WORKING TOGETHER TO MAKE EUROPE'S ROADS SAFER AND MORE SECURE.
That is the TISPOL mission statement. Who they? The European Traffic Police Bund. Like Interpol, I guess, with an emphasis on hi-viz jackets and breathalysers. They have designated 21 Sep 2016 as European Day Without A Road Death. When I heard the name, I thought it must have been named for an unfortunate child named Edward who was swiped to oblivion on a road somewhere in Europe and was being commemorated in this way; like the Jimmy Fund raising money at the Dana-Farber Cancer Institute. But it's not; it is an acronym E.D.W.A.R.D. I've had a bit to say, over the years about road traffic accidents RTAs I - II - III - IV - V. So I'm interested in the aspiration to have NO deaths on the roads this day and I believe that traffic cops are putting in some extra hours enforcing correct practice,
Dr Gerry Lane, consultant in emergency medicine in Letterkenny hospital in remote Donegal. He gave Ireland credit for reducing the number of road deaths significantly over the last 10ish year. 280 people died on Irish roads in 2008 but only 162 in 2012 - it's crept up since then, regretably. This has been achieved a bit by effective enforcement; a bit by Presence and a bit by better engineering of cars and roads and intersections. But it has ultimately been achieved by changes in people's behaviour. If you've been stopped once, with drink taken, and not been booked then you may embrace the designated driver idea. If you keep seeing the dreaded camera-vans, then you'll think twice about doing the ton on an 80km/h trunk road. You'll get there 3 minutes later but you won't ever get a €80 fine and 3 penalty points which will affect your insurance.

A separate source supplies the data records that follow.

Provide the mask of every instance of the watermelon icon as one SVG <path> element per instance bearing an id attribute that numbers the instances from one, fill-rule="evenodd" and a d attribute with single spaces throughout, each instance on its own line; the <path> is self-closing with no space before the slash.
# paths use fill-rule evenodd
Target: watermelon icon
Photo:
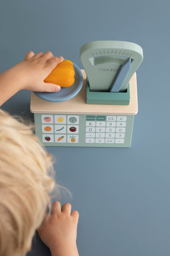
<path id="1" fill-rule="evenodd" d="M 76 117 L 74 117 L 74 116 L 71 116 L 71 117 L 70 117 L 68 120 L 70 122 L 73 124 L 76 122 L 77 121 L 77 119 Z"/>

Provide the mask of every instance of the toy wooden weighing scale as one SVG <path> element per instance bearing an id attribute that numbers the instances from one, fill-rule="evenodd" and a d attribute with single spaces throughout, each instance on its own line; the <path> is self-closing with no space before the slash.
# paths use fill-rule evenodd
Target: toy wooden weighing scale
<path id="1" fill-rule="evenodd" d="M 138 45 L 96 41 L 80 48 L 84 70 L 57 93 L 32 92 L 35 134 L 45 146 L 129 147 L 138 112 Z"/>

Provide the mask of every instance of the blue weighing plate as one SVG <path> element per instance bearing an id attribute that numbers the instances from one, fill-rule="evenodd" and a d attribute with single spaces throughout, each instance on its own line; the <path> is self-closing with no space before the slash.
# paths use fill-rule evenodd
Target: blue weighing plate
<path id="1" fill-rule="evenodd" d="M 34 92 L 37 96 L 42 99 L 53 102 L 65 101 L 74 97 L 80 91 L 83 82 L 82 71 L 75 63 L 73 62 L 75 70 L 74 83 L 70 87 L 61 87 L 56 93 Z"/>

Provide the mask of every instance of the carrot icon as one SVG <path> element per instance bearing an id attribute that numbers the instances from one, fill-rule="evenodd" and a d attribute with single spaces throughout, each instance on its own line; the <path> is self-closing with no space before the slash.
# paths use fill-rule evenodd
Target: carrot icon
<path id="1" fill-rule="evenodd" d="M 59 140 L 62 140 L 63 138 L 64 138 L 64 136 L 62 136 L 61 137 L 59 137 L 59 138 L 57 140 L 57 141 L 59 141 Z"/>

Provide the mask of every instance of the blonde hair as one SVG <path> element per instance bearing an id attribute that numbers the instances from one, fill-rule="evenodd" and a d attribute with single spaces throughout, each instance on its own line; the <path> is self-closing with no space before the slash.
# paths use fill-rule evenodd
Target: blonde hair
<path id="1" fill-rule="evenodd" d="M 24 255 L 55 182 L 32 127 L 0 110 L 0 256 Z"/>

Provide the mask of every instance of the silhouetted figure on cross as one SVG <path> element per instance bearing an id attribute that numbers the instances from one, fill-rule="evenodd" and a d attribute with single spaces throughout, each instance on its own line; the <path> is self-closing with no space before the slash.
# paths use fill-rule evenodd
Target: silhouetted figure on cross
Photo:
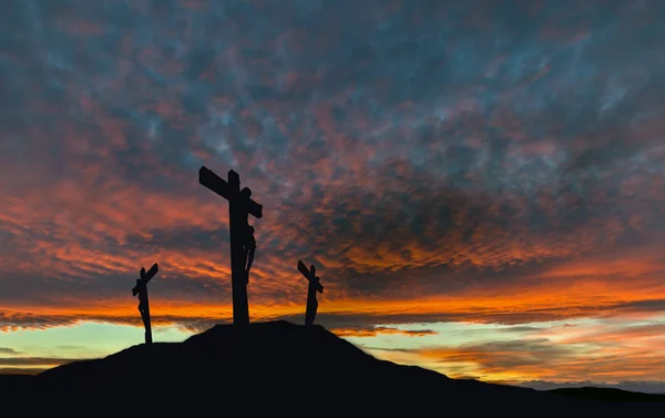
<path id="1" fill-rule="evenodd" d="M 298 259 L 298 271 L 309 281 L 309 286 L 307 288 L 307 308 L 305 310 L 305 326 L 311 326 L 314 325 L 314 318 L 316 317 L 316 310 L 318 309 L 316 293 L 324 293 L 324 286 L 321 286 L 320 278 L 316 275 L 316 267 L 314 264 L 307 269 L 305 263 Z"/>
<path id="2" fill-rule="evenodd" d="M 229 170 L 227 179 L 225 181 L 205 166 L 198 170 L 198 183 L 228 201 L 233 323 L 245 326 L 249 324 L 247 283 L 256 251 L 254 227 L 249 225 L 248 217 L 249 215 L 256 218 L 263 217 L 263 206 L 252 200 L 249 188 L 241 190 L 238 173 Z"/>
<path id="3" fill-rule="evenodd" d="M 248 201 L 252 197 L 252 190 L 244 187 L 241 191 L 241 198 Z M 245 252 L 245 276 L 249 283 L 249 269 L 254 263 L 254 253 L 256 252 L 256 238 L 254 237 L 254 226 L 249 225 L 249 212 L 244 214 L 245 224 L 243 225 L 243 248 Z"/>
<path id="4" fill-rule="evenodd" d="M 145 267 L 141 267 L 141 278 L 136 279 L 136 286 L 132 289 L 132 295 L 139 295 L 139 312 L 141 313 L 141 319 L 143 319 L 143 326 L 145 327 L 145 344 L 152 344 L 152 327 L 150 324 L 150 304 L 147 302 L 147 282 L 157 274 L 157 263 L 150 267 L 147 273 Z"/>

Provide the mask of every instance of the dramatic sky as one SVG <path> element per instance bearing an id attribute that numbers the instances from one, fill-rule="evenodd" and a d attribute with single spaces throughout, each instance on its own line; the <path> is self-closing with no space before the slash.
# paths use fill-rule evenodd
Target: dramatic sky
<path id="1" fill-rule="evenodd" d="M 231 317 L 229 169 L 264 205 L 253 320 L 451 377 L 665 380 L 665 3 L 10 0 L 0 371 Z"/>

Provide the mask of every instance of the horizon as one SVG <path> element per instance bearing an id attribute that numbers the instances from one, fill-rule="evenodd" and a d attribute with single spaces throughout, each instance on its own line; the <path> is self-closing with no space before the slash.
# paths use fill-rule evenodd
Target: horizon
<path id="1" fill-rule="evenodd" d="M 665 4 L 49 2 L 0 31 L 0 374 L 253 322 L 452 378 L 665 392 Z M 605 384 L 601 384 L 605 383 Z M 648 384 L 645 384 L 648 383 Z M 638 384 L 638 385 L 637 385 Z M 630 390 L 630 389 L 628 389 Z"/>

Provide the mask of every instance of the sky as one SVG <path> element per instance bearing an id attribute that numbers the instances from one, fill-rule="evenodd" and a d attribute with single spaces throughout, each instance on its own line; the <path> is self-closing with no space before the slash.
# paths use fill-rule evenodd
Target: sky
<path id="1" fill-rule="evenodd" d="M 665 3 L 10 0 L 0 373 L 231 319 L 227 202 L 264 205 L 253 320 L 524 385 L 665 391 Z M 630 384 L 628 384 L 630 383 Z M 659 385 L 659 386 L 658 386 Z"/>

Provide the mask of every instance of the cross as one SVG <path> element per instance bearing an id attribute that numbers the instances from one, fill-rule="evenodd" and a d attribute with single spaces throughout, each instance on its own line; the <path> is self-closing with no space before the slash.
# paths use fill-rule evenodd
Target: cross
<path id="1" fill-rule="evenodd" d="M 245 249 L 243 246 L 243 228 L 247 215 L 263 217 L 263 205 L 249 197 L 241 196 L 241 176 L 228 171 L 228 180 L 219 177 L 212 170 L 202 166 L 198 170 L 198 183 L 228 201 L 228 235 L 231 237 L 231 286 L 233 295 L 233 323 L 249 324 L 249 305 L 247 303 L 247 277 L 245 276 Z"/>
<path id="2" fill-rule="evenodd" d="M 305 266 L 303 261 L 298 259 L 298 271 L 309 281 L 307 289 L 307 308 L 305 310 L 305 326 L 311 326 L 314 318 L 316 317 L 316 310 L 318 308 L 318 302 L 316 300 L 316 293 L 324 293 L 324 286 L 320 284 L 320 278 L 316 275 L 316 267 L 314 264 L 309 269 Z"/>
<path id="3" fill-rule="evenodd" d="M 147 283 L 157 274 L 160 267 L 157 267 L 157 263 L 153 264 L 152 267 L 147 272 L 145 272 L 145 267 L 141 267 L 141 272 L 139 273 L 140 277 L 136 281 L 136 286 L 132 289 L 132 295 L 139 295 L 139 312 L 141 313 L 141 318 L 143 319 L 143 326 L 145 327 L 145 344 L 152 344 L 152 327 L 150 324 L 150 305 L 147 302 Z"/>

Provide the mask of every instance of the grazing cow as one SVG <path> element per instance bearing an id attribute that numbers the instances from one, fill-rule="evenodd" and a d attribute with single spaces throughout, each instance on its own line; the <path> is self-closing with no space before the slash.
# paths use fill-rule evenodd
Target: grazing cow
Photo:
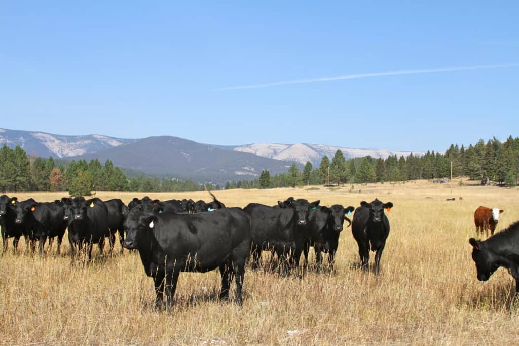
<path id="1" fill-rule="evenodd" d="M 64 205 L 65 219 L 68 220 L 69 241 L 71 256 L 74 260 L 76 246 L 80 251 L 85 245 L 88 259 L 92 258 L 92 244 L 98 244 L 100 252 L 104 246 L 104 237 L 110 236 L 108 225 L 108 209 L 104 203 L 97 198 L 85 200 L 75 197 L 72 203 Z"/>
<path id="2" fill-rule="evenodd" d="M 503 267 L 515 280 L 515 295 L 519 295 L 519 222 L 486 240 L 470 238 L 469 242 L 472 245 L 477 280 L 486 281 L 498 268 Z"/>
<path id="3" fill-rule="evenodd" d="M 18 248 L 20 237 L 23 234 L 23 228 L 15 223 L 16 213 L 12 204 L 16 203 L 16 197 L 11 198 L 6 195 L 0 196 L 0 231 L 3 244 L 2 255 L 7 251 L 8 238 L 12 237 L 12 246 L 16 253 Z"/>
<path id="4" fill-rule="evenodd" d="M 216 199 L 216 197 L 211 191 L 209 191 L 209 193 L 213 197 L 213 201 L 206 203 L 202 200 L 198 200 L 193 205 L 194 212 L 210 212 L 215 209 L 225 207 L 225 205 Z"/>
<path id="5" fill-rule="evenodd" d="M 482 234 L 484 231 L 490 230 L 490 235 L 494 234 L 496 230 L 496 225 L 499 222 L 499 214 L 504 212 L 502 209 L 493 208 L 490 209 L 486 206 L 480 205 L 474 212 L 474 223 L 476 225 L 476 233 Z"/>
<path id="6" fill-rule="evenodd" d="M 173 301 L 181 271 L 205 272 L 219 268 L 220 298 L 226 300 L 236 275 L 237 302 L 243 303 L 245 262 L 251 247 L 250 220 L 240 208 L 197 214 L 162 213 L 149 208 L 130 211 L 123 246 L 137 249 L 148 276 L 154 278 L 157 307 L 163 296 Z"/>
<path id="7" fill-rule="evenodd" d="M 195 201 L 190 198 L 189 199 L 184 198 L 180 201 L 180 203 L 182 204 L 185 212 L 189 213 L 189 214 L 193 214 L 195 212 Z"/>
<path id="8" fill-rule="evenodd" d="M 108 212 L 108 228 L 110 229 L 110 250 L 114 248 L 115 242 L 115 233 L 119 233 L 119 243 L 121 245 L 122 253 L 122 241 L 125 240 L 125 215 L 123 210 L 126 206 L 122 201 L 118 198 L 113 198 L 104 201 Z"/>
<path id="9" fill-rule="evenodd" d="M 43 248 L 47 238 L 50 246 L 58 237 L 57 254 L 60 253 L 61 241 L 67 222 L 64 220 L 64 212 L 61 201 L 37 203 L 32 198 L 27 201 L 16 203 L 16 222 L 23 225 L 27 238 L 30 240 L 31 250 L 34 253 L 36 242 L 38 242 L 38 252 L 43 254 Z"/>
<path id="10" fill-rule="evenodd" d="M 371 244 L 371 251 L 376 252 L 374 270 L 378 273 L 380 256 L 389 234 L 389 220 L 384 214 L 384 209 L 389 211 L 392 207 L 391 202 L 385 203 L 375 198 L 371 203 L 362 201 L 355 211 L 351 232 L 359 245 L 361 265 L 364 270 L 367 270 L 370 260 Z"/>
<path id="11" fill-rule="evenodd" d="M 351 221 L 347 215 L 351 215 L 355 207 L 349 206 L 345 208 L 340 204 L 334 204 L 329 208 L 320 206 L 310 211 L 310 225 L 312 227 L 311 241 L 305 244 L 303 253 L 305 260 L 307 262 L 308 250 L 313 246 L 316 252 L 316 261 L 320 265 L 322 261 L 321 253 L 328 253 L 328 261 L 333 267 L 335 253 L 339 246 L 339 236 L 343 229 L 344 220 L 348 223 L 347 227 L 351 225 Z"/>

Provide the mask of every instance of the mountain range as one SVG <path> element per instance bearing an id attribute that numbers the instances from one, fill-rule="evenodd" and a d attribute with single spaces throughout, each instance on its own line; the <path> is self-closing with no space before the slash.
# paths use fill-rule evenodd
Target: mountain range
<path id="1" fill-rule="evenodd" d="M 324 155 L 340 150 L 347 160 L 370 155 L 386 158 L 411 151 L 352 149 L 321 144 L 259 143 L 239 146 L 204 144 L 171 136 L 141 139 L 97 134 L 57 135 L 0 129 L 0 146 L 19 145 L 29 155 L 66 160 L 110 159 L 121 168 L 196 182 L 223 183 L 258 178 L 262 171 L 286 173 L 293 162 L 302 169 L 308 161 L 318 167 Z M 421 153 L 413 153 L 421 155 Z"/>

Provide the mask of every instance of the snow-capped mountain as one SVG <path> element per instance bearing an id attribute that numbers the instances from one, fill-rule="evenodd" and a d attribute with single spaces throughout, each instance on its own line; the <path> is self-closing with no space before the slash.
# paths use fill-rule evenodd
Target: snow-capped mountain
<path id="1" fill-rule="evenodd" d="M 386 159 L 390 155 L 396 155 L 407 157 L 411 151 L 391 150 L 386 149 L 353 149 L 322 144 L 276 144 L 272 143 L 256 143 L 235 147 L 228 147 L 236 151 L 255 154 L 260 156 L 277 160 L 284 160 L 305 164 L 309 161 L 314 166 L 318 165 L 326 155 L 331 160 L 337 150 L 340 150 L 346 160 L 354 157 L 362 157 L 370 155 L 374 158 Z M 413 155 L 421 155 L 424 153 L 414 152 Z"/>
<path id="2" fill-rule="evenodd" d="M 97 153 L 133 142 L 98 134 L 70 136 L 0 129 L 0 146 L 19 145 L 30 155 L 63 158 Z"/>

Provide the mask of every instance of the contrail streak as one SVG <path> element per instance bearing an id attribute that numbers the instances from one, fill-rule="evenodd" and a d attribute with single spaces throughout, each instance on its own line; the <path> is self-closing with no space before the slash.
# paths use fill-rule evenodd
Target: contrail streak
<path id="1" fill-rule="evenodd" d="M 254 84 L 252 85 L 244 85 L 238 87 L 226 87 L 218 88 L 218 91 L 235 90 L 240 89 L 256 89 L 258 88 L 268 88 L 276 87 L 279 85 L 286 84 L 302 84 L 303 83 L 312 83 L 317 81 L 326 81 L 329 80 L 338 80 L 339 79 L 354 79 L 356 78 L 364 78 L 369 77 L 383 77 L 385 76 L 397 76 L 399 75 L 410 75 L 417 73 L 435 73 L 437 72 L 451 72 L 453 71 L 467 71 L 471 70 L 484 70 L 488 68 L 502 68 L 504 67 L 514 67 L 519 66 L 519 63 L 503 64 L 501 65 L 480 65 L 479 66 L 468 66 L 458 67 L 442 67 L 441 68 L 428 68 L 425 70 L 407 70 L 401 71 L 390 71 L 389 72 L 377 72 L 376 73 L 360 73 L 353 75 L 345 75 L 335 77 L 323 77 L 318 78 L 308 78 L 306 79 L 296 79 L 294 80 L 285 80 L 282 81 L 272 82 L 263 84 Z"/>

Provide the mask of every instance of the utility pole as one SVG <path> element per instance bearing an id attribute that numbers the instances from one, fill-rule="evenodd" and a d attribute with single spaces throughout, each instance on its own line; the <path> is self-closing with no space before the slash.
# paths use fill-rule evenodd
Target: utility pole
<path id="1" fill-rule="evenodd" d="M 328 189 L 330 190 L 330 166 L 328 166 Z"/>
<path id="2" fill-rule="evenodd" d="M 453 161 L 450 160 L 450 197 L 453 196 Z"/>

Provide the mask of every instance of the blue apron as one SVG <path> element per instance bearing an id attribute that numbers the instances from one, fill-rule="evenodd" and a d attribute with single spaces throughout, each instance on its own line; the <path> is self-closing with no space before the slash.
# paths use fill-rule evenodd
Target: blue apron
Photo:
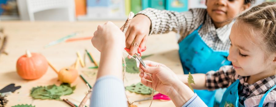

Dr Lane commented on the fact that his patch, Co. Donegal, consistently leads the pack in the road death league table and was at a loss to explain it. It's partly because there is very little public transport in this remote and sparsely populated county, but it's partly cultural. For starters, he objects to road events being called accidents as if they are beyond people's control: the act of a malevolent deity. He witnesses insane behaviour on the roads every day: tail-gaters in his rear-view mirror; txters overtaking; no visible seat-belts; driving just too fast. So education which effects a change in behavious has had a role in significantly reducing the carnage. If you look at the European league table for fatal RTAs, Ireland is mid-range with 41 deaths per million each year. This is the same as Germany at 43/million and much less than Poland at 103/million. But let's not get smug about it because we're median. We're still 50% more effective at killing each other than the Brits 28/million next door. This is surely one case where we'd like to participate in a race to the bottom.